What about an estranged ex-boyfriend???

No one would know the difference!!! People I would be sliced in half!

I mean...it's a possibility.

I’d like to say that I haven’t always been this wimpy, but that's a lie.

I remember as a child walking through a haunted house in New Orleans put on by the sheriff, where all the people scaring you are POLICE OFFICERS, yet I still cried so hard and so loud that a man actually took his mask off and bent down to show me he wasn’t really a “bad guy.”

I’ve been in a number of haunted house “chicken coops” – a caged elevator where us wimps elect to leave the house early through the emergency exit because we can no longer stand our fears.

And then we all sit like dorks waiting on a bench at the exit for all our friends, tears in our eyes.

And don’t get me started on scary movies.

My first ever nightmare as a child came from a scary movie: My Little Pony. Hahaha – no...wait, I’m serious.

I have a distinct memory of being so terrified of the witch in the movie that I slept in my parents’ bed that night, even though I was 3 years old and had my own bed.

My mom remembers that, too, and brings it up when the topic of scary movies comes up.

“I was like, ‘My Little Pony?’” Really??” she tells people as I slink out of the room.

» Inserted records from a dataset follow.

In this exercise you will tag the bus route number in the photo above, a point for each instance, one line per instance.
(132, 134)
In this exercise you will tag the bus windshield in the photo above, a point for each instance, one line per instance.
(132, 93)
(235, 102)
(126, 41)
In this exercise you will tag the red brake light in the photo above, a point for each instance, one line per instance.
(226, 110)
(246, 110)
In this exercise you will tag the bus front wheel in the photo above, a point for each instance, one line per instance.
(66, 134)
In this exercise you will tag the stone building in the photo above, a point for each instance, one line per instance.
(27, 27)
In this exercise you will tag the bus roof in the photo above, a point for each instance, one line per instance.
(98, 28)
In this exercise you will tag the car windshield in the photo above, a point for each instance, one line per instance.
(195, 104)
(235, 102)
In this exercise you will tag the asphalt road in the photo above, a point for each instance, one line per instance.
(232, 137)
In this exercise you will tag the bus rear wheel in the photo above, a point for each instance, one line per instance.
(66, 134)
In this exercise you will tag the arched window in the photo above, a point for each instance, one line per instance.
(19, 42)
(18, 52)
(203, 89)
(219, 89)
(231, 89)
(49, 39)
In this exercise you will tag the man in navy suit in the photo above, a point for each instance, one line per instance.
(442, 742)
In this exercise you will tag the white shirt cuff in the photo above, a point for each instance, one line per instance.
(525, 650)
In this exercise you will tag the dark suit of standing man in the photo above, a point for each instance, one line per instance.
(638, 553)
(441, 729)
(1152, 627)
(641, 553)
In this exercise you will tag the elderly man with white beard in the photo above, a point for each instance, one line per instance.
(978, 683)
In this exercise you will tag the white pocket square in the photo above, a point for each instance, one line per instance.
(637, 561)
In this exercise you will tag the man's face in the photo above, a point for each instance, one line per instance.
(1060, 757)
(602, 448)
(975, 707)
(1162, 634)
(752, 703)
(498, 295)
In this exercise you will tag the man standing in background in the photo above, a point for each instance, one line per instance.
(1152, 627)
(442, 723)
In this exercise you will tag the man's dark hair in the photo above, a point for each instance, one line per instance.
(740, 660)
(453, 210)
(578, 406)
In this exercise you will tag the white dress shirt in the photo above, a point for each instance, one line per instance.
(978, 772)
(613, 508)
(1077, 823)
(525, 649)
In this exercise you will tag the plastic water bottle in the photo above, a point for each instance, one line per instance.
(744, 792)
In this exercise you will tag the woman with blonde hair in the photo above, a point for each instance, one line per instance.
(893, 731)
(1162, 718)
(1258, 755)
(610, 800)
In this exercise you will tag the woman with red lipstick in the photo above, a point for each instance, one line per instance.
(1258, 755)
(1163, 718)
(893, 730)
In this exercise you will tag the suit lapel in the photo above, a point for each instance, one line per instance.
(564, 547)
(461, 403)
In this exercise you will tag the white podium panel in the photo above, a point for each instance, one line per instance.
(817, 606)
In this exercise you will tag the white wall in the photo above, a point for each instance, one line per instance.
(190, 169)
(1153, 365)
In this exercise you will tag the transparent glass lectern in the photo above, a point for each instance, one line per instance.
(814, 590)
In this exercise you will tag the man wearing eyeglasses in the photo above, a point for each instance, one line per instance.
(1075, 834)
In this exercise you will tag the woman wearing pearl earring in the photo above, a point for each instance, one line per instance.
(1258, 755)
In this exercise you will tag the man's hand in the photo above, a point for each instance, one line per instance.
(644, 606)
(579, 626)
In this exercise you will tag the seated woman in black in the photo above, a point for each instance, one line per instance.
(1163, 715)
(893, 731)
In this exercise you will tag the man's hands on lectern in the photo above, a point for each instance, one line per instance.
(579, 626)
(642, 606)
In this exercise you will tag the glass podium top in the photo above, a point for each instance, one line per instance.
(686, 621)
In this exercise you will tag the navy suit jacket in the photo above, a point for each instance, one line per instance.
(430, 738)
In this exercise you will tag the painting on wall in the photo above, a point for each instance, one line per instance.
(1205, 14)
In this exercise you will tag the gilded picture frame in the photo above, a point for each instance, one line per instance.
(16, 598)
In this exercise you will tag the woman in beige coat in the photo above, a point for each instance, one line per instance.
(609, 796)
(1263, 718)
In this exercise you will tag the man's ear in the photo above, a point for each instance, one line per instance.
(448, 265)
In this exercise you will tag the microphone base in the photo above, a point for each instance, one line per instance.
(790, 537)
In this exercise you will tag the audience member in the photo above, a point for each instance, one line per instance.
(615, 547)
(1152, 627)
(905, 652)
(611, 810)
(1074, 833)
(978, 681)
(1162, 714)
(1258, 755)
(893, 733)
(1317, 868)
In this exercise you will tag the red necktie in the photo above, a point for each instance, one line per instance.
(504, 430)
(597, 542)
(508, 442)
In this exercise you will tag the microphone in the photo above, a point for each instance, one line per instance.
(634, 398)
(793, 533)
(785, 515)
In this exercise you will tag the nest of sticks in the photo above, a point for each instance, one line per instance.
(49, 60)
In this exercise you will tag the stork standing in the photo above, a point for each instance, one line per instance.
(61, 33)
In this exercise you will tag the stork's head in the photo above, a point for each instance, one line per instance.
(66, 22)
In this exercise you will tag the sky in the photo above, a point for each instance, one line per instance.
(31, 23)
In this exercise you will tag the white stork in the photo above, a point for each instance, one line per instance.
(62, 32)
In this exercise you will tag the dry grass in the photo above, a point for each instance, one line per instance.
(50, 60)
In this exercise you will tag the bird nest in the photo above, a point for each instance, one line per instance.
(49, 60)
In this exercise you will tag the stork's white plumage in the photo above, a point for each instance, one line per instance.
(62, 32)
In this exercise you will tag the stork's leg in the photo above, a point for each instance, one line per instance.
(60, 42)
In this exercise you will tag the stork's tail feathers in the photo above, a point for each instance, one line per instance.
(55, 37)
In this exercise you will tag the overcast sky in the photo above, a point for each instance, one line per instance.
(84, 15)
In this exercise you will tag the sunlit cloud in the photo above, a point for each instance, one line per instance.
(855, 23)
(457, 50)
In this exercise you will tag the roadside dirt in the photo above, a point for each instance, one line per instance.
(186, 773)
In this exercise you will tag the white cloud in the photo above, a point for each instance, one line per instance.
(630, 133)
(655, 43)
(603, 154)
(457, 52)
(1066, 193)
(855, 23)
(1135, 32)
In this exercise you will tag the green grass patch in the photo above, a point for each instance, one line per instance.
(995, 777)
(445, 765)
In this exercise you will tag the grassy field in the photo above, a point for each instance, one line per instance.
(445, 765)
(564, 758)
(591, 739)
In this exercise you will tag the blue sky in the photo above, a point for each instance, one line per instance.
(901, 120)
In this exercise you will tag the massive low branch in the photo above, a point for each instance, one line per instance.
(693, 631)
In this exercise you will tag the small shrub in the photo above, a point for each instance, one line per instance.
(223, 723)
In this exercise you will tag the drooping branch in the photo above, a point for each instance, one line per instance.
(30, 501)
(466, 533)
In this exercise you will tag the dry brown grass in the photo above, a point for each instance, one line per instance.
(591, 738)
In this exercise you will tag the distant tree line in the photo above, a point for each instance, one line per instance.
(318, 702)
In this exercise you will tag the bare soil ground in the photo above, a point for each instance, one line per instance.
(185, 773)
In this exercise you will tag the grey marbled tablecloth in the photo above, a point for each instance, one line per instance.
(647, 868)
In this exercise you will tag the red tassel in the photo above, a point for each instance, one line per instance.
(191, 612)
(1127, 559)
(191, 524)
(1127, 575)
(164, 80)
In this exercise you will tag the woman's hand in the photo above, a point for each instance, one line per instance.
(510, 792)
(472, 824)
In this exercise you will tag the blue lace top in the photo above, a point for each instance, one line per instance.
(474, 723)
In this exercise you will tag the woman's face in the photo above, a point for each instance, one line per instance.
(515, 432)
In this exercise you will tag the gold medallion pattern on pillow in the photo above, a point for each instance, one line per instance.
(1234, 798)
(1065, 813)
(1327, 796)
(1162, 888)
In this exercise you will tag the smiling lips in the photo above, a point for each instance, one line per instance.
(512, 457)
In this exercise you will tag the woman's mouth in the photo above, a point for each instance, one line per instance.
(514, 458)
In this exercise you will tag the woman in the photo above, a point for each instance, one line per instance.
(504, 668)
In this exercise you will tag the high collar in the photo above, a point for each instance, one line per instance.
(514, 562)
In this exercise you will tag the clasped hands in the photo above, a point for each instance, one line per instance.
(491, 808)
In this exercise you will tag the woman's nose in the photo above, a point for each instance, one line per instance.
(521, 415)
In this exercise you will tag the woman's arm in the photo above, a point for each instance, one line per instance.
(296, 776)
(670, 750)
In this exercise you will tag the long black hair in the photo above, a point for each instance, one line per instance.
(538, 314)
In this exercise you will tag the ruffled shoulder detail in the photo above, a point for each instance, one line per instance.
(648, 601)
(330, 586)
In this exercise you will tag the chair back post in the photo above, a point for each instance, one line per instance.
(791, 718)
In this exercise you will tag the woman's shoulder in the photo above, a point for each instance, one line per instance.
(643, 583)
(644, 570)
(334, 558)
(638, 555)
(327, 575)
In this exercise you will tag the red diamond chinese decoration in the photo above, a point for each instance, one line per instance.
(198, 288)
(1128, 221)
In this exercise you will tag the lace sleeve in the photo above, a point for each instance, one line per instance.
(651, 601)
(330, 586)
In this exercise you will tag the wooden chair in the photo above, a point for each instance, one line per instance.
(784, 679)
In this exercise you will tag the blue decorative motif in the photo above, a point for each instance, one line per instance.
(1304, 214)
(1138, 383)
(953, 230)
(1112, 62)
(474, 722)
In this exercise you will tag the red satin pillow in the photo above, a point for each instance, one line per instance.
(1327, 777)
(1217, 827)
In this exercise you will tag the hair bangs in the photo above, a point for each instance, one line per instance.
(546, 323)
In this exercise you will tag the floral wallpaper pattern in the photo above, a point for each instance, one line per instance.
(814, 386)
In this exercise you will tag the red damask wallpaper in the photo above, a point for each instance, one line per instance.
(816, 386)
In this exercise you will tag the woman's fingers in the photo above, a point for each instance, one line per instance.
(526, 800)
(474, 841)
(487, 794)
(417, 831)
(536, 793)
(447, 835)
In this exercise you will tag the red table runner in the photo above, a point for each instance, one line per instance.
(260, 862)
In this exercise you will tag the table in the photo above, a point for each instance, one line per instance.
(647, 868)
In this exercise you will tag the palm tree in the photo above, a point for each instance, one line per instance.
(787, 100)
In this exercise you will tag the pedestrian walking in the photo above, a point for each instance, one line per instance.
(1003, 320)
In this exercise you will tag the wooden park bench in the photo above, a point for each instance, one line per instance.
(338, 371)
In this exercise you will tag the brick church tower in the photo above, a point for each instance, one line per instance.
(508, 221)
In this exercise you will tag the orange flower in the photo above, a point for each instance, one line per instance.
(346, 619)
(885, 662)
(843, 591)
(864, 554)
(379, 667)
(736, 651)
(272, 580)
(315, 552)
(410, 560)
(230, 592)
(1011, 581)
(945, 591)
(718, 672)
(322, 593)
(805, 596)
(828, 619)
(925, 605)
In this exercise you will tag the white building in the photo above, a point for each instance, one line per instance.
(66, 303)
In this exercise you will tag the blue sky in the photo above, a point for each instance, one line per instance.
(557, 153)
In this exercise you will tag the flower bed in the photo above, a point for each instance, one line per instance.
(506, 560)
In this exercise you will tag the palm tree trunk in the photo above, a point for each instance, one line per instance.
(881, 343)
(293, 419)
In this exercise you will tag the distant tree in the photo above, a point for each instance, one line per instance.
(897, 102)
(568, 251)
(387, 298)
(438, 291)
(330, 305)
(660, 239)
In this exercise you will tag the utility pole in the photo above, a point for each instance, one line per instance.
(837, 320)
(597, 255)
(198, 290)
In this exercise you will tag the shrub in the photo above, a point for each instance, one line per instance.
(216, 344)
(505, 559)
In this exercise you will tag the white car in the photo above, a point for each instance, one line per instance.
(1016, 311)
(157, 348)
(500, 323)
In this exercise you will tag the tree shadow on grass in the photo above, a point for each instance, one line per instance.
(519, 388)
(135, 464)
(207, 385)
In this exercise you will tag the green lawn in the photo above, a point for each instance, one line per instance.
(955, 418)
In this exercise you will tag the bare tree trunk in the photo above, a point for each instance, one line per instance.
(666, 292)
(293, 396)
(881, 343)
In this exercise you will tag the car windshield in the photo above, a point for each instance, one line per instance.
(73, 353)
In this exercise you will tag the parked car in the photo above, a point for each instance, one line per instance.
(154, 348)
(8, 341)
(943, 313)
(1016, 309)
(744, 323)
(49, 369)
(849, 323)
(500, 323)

So right. Scary stuff? Not into it.

Action/thriller movies even scare me. After I saw the movie Collateral, I was actually scared of the bad guy...who was played by TOM CRUISE. (What! He was very convincing.) I seriously slept with all the lights on that night.

I fell for all of the common fears children have.

I would never even think of sleeping with one arm hanging off the bed, because a monster would definitely have snatched me. The kind of monster with fur all over its body.
Who lived under my bed.

When I was 12, the house next to my parents’ in New Orleans was used to film a movie – “Candyman II Farewell to the Flesh” – and I distinctly remember a character whose body turns into NOTHING BUT BEES and yes, I know it was a movie, but I used to envision bee-man knocking on our door.

(It didn’t help that there were very real Halloween fears in our neighborhood, like the voodoo house/compound in the next block and we could never let our black cat, Elizabeth, out for the week leading up to Halloween for fear she’d be skinned.)

THE HORROR!!!

Anyway...so this is my Halloween each year: PG things like pumpkin carving, wearing inappropriate and/or funny costumes and drinking rum cider.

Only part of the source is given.